There are several problems with this code. As we already mentioned, we are loading the food, then the school, when it can be loaded in parallel. Second of all we have to remember to return user at every branch. Very error prone.

We can attempt to parallelize the load of the food and school using a promises array.

return getCurrentUser()
.then((user) => {
const promises = [];
if (attachFavouriteFood) {
promises.push(getFood(user.favouriteFoodId)
.then((food) => {
user.food = food;
}));
}
if (attachSchool) {
promises.push(getSchool(user.schoolId)
.then((school) => {
user.school = school;
if (attachFaculty) {
return getUsers(school.facultyIds)
.then((faculty) => {
user.school.faculty = faculty;
});
}
}));
}

return Promise.all(promises)
.then(() => {
return user;
});
});

While this is now correct and faster, it feels imperative. Note the very last line, we Promise.all so we know when user is finished being mangled.

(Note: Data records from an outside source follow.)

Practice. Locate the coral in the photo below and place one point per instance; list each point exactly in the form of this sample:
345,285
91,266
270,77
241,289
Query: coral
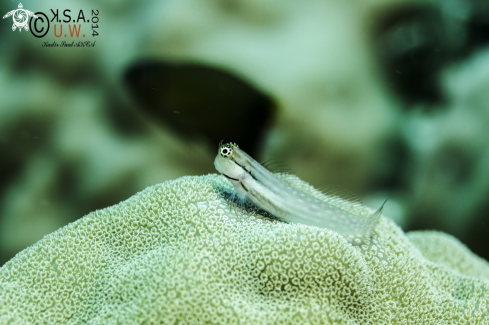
178,252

The best solution to this problem I’ve seen is to separate the loading from the final assignment to the user. Fork, then join.

return getCurrentUser()
.then((user) => {
const foodPromise = attachFavouriteFood && getFood(user.favouriteFoodId);
const schoolPromise = attachSchool && getSchool(user.schoolId);
const facultyPromise = attachSchool && attachFaculty && schoolPromise
.then((school) => getUsers(school.facultyIds));

return Promise.all([foodPromise, schoolPromise, facultyPromise])
.then(([food, school, faculty]) => {
if (food) {
user.food = food;
}
if (school) {
user.school = school;
if (faculty) {
user.school.faculty = faculty;
}
}
return user;
});
});

Promise.all will just pass through non-promises, so using undefined is safe. This will scale better to any set of dependencies.

Much more complex examples can be formed using a combination of these scenarios. I hope this will help somebody escape Promise Hell. If you have more specific examples that I have not covered, feel free to tweet me.